Eifelsteig 2019/2020 Teil 2

Erst nach zweieinhalb Monaten passt wieder ein gemeinsamer Termin mit Moni und Bernhard auf dem Eifelsteig. Wettertechnisch sieht es für dieses Wochenende Anfang Oktober aber eher ernüchternd aus. Da wir mit 2 Autos unterwegs sind, stellen wir eins am Zielpunkt von Sonntag in Neroth ab. Gemeinsam fahren wir zum Bahnhof in Gerolstein, unserem heutigen Tagesziel. Dorothee hat mit dem netten Gastwirt in Dohm telefoniert um auf sein Angebot zurückzukommen uns von hier zum Hotel und gleichzeitigen Startpunkt zu chauffieren. Bei dem nasskaltem Wetter genehmigen wir uns noch einen heißen Kaffee in der Gaststube unseres Quartiers.

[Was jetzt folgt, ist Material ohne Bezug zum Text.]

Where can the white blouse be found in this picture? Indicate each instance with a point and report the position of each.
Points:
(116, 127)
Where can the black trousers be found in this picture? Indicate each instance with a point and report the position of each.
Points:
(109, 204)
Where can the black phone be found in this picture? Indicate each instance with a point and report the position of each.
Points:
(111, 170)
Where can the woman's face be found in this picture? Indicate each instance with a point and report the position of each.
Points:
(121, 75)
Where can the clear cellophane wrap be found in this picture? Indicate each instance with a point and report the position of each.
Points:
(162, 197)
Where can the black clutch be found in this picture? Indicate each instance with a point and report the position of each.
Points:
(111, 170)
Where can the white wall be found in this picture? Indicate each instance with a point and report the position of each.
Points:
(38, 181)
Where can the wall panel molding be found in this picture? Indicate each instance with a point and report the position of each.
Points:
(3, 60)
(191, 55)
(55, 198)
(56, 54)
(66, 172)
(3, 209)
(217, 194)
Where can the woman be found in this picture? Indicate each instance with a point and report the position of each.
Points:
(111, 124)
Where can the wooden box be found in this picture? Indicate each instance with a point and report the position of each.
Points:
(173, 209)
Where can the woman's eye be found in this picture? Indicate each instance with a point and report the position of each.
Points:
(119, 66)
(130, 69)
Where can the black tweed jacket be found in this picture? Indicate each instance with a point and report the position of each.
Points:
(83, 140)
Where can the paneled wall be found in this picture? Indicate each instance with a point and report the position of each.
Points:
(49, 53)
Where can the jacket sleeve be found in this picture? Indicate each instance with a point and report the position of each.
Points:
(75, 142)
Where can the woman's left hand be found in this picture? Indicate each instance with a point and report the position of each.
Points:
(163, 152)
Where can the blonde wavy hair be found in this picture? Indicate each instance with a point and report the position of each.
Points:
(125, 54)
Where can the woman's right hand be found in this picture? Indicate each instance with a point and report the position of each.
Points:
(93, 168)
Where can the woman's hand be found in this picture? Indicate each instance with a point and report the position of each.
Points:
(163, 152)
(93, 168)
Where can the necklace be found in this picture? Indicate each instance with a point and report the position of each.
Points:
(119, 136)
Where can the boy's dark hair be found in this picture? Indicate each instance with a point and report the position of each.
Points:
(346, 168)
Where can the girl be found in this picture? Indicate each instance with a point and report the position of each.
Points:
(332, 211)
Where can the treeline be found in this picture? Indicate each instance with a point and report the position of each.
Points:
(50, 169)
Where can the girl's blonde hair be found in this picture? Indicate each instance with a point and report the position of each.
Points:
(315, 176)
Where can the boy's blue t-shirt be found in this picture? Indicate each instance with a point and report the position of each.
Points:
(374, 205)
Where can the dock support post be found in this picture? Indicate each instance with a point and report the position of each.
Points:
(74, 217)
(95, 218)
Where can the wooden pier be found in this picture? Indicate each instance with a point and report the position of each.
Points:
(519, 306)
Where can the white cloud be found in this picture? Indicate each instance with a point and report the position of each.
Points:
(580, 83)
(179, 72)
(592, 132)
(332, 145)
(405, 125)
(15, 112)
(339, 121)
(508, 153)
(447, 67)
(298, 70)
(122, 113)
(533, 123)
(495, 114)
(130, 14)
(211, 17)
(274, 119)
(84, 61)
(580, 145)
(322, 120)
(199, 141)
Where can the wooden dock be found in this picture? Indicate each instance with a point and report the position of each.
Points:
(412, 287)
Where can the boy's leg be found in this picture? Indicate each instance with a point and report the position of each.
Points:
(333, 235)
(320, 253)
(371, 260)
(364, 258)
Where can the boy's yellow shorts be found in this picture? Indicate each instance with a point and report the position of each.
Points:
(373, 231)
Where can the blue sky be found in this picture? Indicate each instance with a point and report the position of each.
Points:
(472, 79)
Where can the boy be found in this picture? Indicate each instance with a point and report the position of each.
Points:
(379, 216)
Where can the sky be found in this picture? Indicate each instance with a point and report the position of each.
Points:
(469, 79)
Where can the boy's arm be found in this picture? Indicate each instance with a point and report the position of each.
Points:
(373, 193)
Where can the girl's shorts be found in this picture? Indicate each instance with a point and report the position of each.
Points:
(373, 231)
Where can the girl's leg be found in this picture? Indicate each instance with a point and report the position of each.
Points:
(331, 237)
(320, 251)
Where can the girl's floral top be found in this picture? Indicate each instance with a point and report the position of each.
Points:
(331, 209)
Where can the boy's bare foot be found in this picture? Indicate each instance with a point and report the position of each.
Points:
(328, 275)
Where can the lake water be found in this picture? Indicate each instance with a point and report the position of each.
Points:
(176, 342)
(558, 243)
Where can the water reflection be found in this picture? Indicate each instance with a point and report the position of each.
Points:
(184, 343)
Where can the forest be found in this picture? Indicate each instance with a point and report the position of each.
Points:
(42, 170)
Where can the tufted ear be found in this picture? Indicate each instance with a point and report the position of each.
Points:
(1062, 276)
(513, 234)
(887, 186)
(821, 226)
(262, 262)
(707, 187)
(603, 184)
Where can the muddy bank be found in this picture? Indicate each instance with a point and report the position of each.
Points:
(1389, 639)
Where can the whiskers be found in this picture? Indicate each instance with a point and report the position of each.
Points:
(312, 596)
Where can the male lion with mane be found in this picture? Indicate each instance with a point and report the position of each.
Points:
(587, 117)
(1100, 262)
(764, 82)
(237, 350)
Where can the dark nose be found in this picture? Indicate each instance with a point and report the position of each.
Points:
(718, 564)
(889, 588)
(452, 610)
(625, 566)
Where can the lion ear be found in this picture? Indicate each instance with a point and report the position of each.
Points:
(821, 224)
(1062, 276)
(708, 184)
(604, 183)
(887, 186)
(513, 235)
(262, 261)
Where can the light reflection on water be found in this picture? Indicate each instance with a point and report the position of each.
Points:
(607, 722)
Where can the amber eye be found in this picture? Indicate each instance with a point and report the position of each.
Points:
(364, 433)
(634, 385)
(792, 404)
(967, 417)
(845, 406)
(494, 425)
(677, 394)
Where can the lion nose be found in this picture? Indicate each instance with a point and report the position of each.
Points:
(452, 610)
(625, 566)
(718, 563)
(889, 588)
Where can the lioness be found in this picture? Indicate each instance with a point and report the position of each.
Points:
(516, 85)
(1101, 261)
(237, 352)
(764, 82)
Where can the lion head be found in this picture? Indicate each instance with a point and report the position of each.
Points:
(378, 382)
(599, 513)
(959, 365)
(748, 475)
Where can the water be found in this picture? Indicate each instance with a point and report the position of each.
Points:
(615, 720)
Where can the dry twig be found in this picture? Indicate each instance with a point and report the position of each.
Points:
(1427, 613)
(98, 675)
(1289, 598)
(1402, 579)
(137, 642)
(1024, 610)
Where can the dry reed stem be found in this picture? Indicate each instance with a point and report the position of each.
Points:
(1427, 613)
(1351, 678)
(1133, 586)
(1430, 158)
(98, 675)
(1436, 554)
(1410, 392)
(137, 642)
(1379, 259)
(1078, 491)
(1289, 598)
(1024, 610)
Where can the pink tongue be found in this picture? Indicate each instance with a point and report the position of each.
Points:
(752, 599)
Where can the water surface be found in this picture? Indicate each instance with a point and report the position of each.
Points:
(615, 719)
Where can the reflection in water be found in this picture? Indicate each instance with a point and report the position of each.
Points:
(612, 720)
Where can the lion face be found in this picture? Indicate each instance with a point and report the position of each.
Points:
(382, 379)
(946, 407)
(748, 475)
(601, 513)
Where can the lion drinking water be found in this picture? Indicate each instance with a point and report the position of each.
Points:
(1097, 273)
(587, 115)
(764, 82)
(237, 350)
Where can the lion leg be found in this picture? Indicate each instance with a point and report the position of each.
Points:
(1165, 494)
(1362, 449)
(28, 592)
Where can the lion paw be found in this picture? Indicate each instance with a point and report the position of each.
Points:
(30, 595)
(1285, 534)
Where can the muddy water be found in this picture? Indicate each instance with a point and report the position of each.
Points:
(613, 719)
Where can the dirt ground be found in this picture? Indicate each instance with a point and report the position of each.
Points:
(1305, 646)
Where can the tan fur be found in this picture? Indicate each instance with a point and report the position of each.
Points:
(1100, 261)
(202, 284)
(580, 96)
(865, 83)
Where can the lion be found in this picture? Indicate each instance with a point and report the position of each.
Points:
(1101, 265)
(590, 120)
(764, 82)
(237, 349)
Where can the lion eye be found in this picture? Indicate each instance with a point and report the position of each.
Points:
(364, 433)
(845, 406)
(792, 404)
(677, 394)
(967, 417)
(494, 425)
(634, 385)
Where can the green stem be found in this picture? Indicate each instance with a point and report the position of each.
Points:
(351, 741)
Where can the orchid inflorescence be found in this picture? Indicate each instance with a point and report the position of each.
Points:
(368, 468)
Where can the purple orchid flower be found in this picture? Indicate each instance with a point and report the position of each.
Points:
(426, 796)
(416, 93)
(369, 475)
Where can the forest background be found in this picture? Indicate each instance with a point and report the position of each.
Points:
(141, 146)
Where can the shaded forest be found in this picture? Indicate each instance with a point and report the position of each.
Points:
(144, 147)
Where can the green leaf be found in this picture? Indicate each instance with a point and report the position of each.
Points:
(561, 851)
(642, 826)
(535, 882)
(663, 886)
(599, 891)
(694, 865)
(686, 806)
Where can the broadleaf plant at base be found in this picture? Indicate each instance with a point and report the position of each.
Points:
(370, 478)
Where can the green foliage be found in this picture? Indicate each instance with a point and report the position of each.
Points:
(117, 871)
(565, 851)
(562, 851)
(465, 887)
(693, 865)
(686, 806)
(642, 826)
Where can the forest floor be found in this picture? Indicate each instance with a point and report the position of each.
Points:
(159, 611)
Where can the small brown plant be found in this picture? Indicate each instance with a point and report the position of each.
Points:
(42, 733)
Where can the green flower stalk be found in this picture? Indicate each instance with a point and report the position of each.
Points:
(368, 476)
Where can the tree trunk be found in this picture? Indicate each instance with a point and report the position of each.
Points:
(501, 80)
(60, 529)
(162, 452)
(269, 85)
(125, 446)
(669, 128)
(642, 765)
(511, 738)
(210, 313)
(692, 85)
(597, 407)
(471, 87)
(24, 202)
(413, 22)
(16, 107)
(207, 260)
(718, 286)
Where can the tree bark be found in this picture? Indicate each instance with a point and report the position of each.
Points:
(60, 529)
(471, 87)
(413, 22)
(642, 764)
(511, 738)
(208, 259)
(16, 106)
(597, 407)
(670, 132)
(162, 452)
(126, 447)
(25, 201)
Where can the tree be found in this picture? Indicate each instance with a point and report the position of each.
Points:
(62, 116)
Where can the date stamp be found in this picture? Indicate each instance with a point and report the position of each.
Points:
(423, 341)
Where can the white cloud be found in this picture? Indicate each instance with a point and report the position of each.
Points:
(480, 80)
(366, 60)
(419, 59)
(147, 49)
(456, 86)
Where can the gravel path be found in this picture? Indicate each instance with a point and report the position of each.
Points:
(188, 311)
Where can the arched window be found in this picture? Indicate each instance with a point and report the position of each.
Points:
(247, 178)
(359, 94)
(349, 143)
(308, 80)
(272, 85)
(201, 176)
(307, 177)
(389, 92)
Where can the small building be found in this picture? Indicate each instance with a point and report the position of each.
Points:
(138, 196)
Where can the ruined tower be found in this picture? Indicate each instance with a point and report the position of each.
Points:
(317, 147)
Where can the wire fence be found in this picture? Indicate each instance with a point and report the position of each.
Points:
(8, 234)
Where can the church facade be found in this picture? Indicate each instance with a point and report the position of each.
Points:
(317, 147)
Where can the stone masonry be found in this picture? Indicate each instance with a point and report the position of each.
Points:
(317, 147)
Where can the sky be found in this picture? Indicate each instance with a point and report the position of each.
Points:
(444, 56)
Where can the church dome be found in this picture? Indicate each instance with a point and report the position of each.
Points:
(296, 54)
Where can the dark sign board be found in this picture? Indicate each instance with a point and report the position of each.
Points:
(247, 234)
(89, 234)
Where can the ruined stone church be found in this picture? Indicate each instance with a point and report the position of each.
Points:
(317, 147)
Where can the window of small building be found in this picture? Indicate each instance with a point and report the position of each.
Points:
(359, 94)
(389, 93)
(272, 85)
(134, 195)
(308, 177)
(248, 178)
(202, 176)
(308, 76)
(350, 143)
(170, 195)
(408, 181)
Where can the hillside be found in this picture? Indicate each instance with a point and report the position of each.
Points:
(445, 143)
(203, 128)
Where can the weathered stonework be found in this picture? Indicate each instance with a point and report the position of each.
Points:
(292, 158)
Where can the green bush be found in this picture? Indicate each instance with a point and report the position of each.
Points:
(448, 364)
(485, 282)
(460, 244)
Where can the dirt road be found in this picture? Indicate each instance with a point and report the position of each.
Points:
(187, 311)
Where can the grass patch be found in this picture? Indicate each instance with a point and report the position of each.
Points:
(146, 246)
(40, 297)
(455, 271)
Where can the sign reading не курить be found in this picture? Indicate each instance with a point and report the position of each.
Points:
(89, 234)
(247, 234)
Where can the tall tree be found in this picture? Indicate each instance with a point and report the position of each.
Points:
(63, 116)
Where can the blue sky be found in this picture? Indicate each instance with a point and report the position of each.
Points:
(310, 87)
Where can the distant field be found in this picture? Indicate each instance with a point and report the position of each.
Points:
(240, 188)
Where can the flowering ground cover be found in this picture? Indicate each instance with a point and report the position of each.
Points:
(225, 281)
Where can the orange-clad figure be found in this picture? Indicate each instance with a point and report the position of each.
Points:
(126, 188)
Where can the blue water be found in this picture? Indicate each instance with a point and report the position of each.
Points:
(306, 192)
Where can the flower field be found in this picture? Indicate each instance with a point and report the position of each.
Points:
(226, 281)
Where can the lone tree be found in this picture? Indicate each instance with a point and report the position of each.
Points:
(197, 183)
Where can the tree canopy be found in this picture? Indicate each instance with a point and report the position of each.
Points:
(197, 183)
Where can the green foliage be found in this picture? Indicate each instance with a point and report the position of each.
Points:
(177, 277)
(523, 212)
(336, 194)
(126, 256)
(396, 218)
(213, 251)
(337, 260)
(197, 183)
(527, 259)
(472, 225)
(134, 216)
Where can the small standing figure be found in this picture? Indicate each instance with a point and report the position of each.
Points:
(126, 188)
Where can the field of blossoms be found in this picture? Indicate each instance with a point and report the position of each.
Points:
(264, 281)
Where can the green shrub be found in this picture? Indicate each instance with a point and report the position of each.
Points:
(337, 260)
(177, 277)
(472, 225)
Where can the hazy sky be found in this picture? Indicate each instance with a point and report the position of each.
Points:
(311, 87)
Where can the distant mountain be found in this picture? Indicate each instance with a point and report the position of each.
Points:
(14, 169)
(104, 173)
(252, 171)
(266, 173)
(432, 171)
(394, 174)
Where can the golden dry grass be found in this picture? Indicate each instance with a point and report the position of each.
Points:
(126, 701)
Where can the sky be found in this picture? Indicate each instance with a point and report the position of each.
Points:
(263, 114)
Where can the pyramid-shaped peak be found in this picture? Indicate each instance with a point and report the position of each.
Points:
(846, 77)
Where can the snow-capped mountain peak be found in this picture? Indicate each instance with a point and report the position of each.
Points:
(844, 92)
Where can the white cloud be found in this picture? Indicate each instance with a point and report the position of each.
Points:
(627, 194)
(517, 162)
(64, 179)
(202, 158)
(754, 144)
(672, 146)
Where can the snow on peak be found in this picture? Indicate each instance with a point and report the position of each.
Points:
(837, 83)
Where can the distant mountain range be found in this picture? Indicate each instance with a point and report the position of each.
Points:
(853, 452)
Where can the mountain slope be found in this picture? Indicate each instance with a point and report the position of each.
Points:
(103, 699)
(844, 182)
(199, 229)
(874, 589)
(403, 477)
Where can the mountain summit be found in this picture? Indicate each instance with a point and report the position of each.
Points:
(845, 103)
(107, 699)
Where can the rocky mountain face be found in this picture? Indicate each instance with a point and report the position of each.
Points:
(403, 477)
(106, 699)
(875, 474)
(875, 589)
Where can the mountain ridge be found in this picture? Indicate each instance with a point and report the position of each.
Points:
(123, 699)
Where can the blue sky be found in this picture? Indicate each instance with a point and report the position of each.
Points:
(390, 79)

Immer schön fröhlich bleiben
Immer schön fröhlich bleiben

Mit Regenschirm bewaffnet raffen wir uns auf und im stetigen Nieselregen verlassen wir den hübschen Weiler Dohm. Geplant haben wir die 9. Etappe bis Gerolstein zu komplettieren und von dort morgen die 10. Etappe zu beginnen, womit wir bis Neroth weitere 30 Kilometer auf dem Eifelsteig voran kommen werden.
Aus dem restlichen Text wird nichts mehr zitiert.